The psychosocial work environment of staff is associated with satisfaction with care among older persons receiving home care services
Good working conditions are specifically important for overall satisfaction, assessment of treatment by staff and sense of security.
Older persons in Sweden are increasingly encouraged to continue living at home and if necessary, be supported by home care services (HCS). Studies have examined whether the work environment of staff has an impact on the experiences and wellbeing of older persons in residential care facilities, but few have examined such associations in HCS. This study examined associations between home care staff’s perceptions of their psychosocial work environment and satisfaction with care among older people receiving HCS. The setting was 16 HCS work units. Two surveys were conducted, one on psychosocial working conditions of staff, one on satisfaction of older persons receiving HCS. For each work unit, data on individual satisfaction was matched to average values concerning psychosocial work conditions. Outcomes analyzed with linear regressions were overall satisfaction and indices regarding assessment of performance of services, contact with staff, and sense of security. The index on treatment by staff was analyzed with ordered logistic regressions. Cluster correlated standard errors clustering on work units were used. Results showed that good working conditions were important for satisfaction with care, specifically overall satisfaction, treatment by staff, and sense of security. The most important psychosocial work factors were work group climate, sense of mastery, job control, overall job strain, frustrated empathy, balancing competing needs, balancing emotional involvement, and lack of recognition.
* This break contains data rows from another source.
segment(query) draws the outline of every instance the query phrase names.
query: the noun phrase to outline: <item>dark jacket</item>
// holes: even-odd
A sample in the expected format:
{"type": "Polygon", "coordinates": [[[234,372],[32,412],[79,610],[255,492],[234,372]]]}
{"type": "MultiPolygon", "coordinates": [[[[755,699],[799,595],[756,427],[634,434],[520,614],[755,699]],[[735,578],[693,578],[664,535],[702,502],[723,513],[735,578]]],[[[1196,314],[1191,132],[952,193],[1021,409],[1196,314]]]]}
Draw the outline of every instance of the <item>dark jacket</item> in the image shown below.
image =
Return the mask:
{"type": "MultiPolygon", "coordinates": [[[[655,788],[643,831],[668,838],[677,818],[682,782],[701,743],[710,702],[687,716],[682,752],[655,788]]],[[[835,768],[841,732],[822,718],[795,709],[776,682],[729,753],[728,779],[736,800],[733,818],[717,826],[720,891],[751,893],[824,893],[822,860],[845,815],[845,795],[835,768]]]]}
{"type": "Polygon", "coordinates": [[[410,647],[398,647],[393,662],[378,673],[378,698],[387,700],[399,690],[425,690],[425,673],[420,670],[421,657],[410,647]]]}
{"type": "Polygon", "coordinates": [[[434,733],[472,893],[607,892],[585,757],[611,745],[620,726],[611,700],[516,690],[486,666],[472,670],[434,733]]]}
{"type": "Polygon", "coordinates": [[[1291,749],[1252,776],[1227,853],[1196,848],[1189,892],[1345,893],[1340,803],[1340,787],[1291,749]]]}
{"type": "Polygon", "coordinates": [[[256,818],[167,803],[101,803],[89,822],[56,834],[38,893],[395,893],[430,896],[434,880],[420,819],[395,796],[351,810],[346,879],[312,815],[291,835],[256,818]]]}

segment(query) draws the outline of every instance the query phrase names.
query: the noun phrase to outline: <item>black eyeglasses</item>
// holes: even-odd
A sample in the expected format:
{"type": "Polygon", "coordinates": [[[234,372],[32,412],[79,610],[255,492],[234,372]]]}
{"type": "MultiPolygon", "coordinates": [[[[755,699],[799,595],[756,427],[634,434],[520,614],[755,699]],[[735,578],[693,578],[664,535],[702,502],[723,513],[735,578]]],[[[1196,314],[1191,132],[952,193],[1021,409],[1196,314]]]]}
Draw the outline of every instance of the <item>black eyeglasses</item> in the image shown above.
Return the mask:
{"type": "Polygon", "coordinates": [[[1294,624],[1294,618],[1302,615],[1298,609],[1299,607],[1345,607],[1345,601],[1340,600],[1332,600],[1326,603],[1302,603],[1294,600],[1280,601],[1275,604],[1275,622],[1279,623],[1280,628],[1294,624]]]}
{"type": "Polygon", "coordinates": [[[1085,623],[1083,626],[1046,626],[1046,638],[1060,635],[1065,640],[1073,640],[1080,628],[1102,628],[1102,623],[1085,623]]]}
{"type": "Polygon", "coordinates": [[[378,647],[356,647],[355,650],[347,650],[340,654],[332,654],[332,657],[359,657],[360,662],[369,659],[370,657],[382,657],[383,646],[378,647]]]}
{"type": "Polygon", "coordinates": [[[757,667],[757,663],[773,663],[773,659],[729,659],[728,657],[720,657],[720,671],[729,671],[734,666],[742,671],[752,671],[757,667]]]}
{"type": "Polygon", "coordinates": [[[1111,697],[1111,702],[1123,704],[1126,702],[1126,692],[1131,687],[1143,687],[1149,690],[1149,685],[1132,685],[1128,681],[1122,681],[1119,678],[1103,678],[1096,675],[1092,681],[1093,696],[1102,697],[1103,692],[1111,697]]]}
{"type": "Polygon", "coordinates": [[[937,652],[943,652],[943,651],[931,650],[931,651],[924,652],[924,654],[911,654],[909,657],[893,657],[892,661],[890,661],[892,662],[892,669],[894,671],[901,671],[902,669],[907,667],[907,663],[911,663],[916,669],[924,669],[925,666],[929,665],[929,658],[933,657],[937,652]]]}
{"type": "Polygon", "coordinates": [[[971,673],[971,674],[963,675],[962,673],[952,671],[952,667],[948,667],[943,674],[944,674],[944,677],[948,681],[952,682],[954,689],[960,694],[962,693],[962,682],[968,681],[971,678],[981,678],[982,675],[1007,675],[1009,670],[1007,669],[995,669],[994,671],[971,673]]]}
Receiving more HCS hours was associated with stronger relationships between working conditions and satisfaction with care, especially with overall satisfaction and treatment by staff as outcomes. Managers and policymakers for home care need to acknowledge that the working conditions of home care staff are crucial for the satisfaction of older persons receiving HCS, particularly those receiving many HCS hours. Psychosocial work factors together with job strain factors are areas to focus on to improve working conditions for staff and outcomes for older persons.